You are on page 1of 1

Klasik Bilim Görüşü II

Bilimdeki bilgi, eleştirel (kritik) bir tavrın sonucu olan bilgidir. Bu, bilim adamının her şeyi
sorgulayan eleştirel tavrı olmadan, bilimin söz konusu olamayacağı anlamına gelir. Bir bilimsel kuram
ya da önerme, olgular tarafından desteklendiği ve olgularla uyuştuğu sürece doğru olabilir. İşte bu
yüzden; bilim adamı, olgular tarafından desteklenmeyen, olgular tarafından yanlışlanan kuramlarda ısrar
etmeyen, yanlış olanların yerine doğru hipotez, önerme ve kuramları geçiren araştırmacıdır.
Yine bilim, tümüyle rasyonel bir faaliyettir. Bilimde, bilim adamı kişisel inanç, felsefi görüş
ve spekülasyonlardan bağımsız olarak araştırmalar yapar. Burada dinî inançlara, test edilemeyen
ideolojik kanaatlere yer yoktur.
Bilim, insanoğluna tarihsel süreç içinde artarak gelişen bir bilgi sağlar.
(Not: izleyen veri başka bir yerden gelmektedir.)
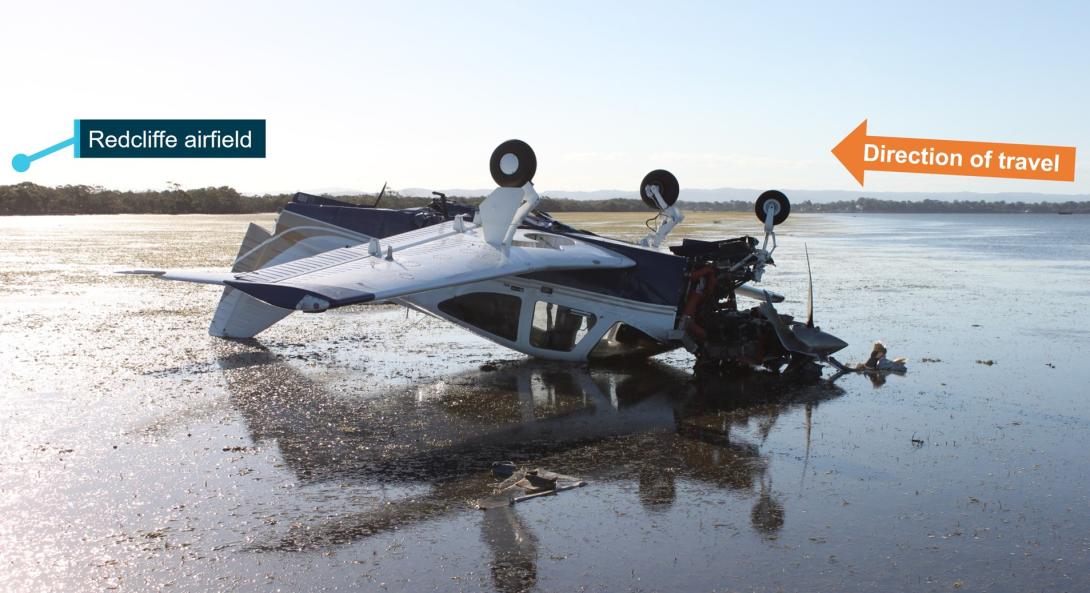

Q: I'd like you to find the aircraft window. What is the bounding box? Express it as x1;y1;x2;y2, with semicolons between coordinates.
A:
590;322;670;359
439;292;522;342
530;301;597;352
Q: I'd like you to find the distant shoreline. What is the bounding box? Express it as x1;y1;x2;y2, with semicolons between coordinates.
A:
0;183;1090;216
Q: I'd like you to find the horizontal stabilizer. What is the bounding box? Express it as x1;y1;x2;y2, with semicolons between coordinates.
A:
735;285;784;303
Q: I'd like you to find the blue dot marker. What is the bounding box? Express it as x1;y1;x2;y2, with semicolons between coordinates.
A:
11;120;80;173
11;153;31;173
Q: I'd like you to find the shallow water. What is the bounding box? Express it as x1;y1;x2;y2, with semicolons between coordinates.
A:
0;214;1090;592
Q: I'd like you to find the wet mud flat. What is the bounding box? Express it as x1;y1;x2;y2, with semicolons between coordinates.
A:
0;214;1090;591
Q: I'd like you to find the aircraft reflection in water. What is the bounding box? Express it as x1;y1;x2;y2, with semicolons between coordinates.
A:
212;344;843;591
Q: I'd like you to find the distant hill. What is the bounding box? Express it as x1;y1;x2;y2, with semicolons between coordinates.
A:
0;182;1090;216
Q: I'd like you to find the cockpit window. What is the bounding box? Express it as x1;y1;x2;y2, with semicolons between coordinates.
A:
530;301;597;352
439;292;522;342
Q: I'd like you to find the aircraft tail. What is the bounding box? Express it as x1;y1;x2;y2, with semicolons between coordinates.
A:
208;222;291;338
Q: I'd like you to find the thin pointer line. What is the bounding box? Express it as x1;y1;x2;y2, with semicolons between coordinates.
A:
27;136;75;161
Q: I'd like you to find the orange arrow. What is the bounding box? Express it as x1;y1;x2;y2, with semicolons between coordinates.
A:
833;120;1075;185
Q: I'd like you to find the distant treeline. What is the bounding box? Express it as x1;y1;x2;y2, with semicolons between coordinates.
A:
0;183;1090;216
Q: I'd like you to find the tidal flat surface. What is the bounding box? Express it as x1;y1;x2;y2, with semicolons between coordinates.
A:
0;214;1090;592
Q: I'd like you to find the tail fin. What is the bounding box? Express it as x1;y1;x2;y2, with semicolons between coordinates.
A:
208;222;291;338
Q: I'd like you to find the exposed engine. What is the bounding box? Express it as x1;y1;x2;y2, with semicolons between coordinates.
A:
670;191;847;374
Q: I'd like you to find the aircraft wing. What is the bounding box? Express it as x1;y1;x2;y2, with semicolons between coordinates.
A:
214;221;635;311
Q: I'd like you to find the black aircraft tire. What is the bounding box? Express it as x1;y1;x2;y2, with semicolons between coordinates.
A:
753;190;791;225
488;140;537;187
640;169;681;210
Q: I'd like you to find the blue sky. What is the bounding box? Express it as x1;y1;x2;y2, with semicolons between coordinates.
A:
0;1;1090;194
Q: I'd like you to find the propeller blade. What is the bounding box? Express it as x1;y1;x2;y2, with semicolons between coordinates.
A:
371;181;388;208
802;243;814;327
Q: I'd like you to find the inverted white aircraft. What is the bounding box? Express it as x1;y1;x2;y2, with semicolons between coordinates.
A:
131;140;847;370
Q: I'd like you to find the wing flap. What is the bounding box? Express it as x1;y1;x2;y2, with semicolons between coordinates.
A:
226;223;635;311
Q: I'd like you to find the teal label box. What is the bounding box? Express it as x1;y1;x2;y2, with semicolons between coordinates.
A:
74;120;265;158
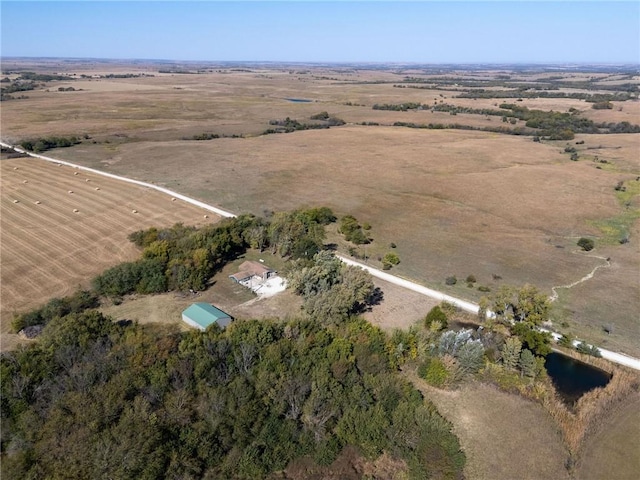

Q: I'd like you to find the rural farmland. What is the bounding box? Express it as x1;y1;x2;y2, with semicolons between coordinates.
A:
2;61;640;356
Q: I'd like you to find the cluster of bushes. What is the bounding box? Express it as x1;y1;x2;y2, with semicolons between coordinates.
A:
596;121;640;133
0;310;465;479
182;132;242;140
558;334;602;358
500;103;600;140
393;122;533;135
372;102;429;112
591;101;613;110
20;135;82;153
262;116;345;135
92;207;336;298
287;250;376;323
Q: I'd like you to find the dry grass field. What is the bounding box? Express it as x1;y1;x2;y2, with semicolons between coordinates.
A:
1;61;640;355
1;61;640;355
407;373;571;480
0;158;218;350
575;393;640;480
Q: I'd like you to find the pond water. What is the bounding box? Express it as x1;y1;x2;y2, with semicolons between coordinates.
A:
545;352;611;405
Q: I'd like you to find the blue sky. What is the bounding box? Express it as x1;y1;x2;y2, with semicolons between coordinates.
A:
0;0;640;63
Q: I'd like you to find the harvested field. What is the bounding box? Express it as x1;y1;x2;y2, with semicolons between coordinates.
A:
2;62;640;356
0;158;217;349
11;126;640;354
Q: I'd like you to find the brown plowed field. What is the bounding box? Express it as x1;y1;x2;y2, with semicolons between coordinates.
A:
0;158;219;350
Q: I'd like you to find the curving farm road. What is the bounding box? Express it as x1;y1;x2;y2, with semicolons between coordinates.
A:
0;141;640;370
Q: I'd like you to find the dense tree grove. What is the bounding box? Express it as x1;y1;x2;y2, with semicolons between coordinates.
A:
288;250;375;323
20;136;81;153
0;310;464;479
93;207;336;297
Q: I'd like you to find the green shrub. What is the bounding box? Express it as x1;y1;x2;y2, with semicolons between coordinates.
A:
382;252;400;270
578;237;595;252
418;357;450;387
424;305;449;330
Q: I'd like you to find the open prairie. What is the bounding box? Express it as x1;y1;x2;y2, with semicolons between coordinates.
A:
0;158;218;349
2;62;640;356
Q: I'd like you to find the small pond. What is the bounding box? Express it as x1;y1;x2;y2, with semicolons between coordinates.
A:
545;352;611;405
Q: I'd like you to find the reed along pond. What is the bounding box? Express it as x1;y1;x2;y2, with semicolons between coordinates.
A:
545;352;611;405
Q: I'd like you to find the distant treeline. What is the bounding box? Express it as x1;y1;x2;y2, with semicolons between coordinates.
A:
93;207;335;297
373;102;640;140
20;136;88;153
262;112;345;135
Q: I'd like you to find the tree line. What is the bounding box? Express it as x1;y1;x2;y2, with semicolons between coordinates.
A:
0;309;465;479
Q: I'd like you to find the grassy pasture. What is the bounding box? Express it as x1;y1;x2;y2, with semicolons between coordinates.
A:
407;373;571;480
0;158;218;349
575;393;640;480
2;63;640;355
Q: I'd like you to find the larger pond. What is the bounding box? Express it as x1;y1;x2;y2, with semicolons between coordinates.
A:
545;352;611;405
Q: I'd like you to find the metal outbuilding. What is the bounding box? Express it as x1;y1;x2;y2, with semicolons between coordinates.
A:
182;302;233;331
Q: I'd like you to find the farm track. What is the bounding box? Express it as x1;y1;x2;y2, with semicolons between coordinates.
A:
549;251;611;302
0;142;640;370
0;154;219;342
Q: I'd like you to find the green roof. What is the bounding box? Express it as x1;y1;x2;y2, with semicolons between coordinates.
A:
182;302;231;329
Yani, bilimsel bilgi
biriken bir bilgidir. Bilimsel ilerleme süreci, hep artan, ileriye doğru gelişen, eskinin doğrularına yeni
doğrular katan bir süreçtir. Bu süreçte, yanlışlar hep ayıklandığı için, her zaman artan ve biriken bir
bilgiden söz edilmelidir.
İşte bu çerçeve içinde, bilimin aynı zamanda düzgün ve doğrusal bir ilerleme süreci
sergilediği söylenebilir. Burada sapma, geriye dönüş ya da duraklamadan pek söz edilemez. Bugün,
insanoğlu için bilimin hızlı gelişmesine rağmen, evrenin bilinmeyen sırları hâlâ söz konusuysa bu,
düzgün, doğrusal ilerleme sürecinin sonuna henüz gelmemiş olmamamızdan kaynaklanır. Bu ilerleme
sürecinde, bir gün gelecek ve insanın bilimsel bilgisi mükemmelleşecektir.
Bilimsel faaliyetin insandan tümüyle bağımsız olan bir iç işleyişi vardır. Bilimsel faaliyete,
bilim adamının duygu ve düşünceleri etki etmez. Bilimin kendisine özgü olan buluş, araştırma ve
doğrulama mantığı, bir bilim adamından diğerine değişiklik göstermez.
Bilimin, bilimde üretilen bilimsel bilginin söz konusu hemen tüm özellikleri, onun
“bilimsel” diye nitelenen bir yönteme dayanılarak kazanılan bir bilgi olmasından kaynaklanır.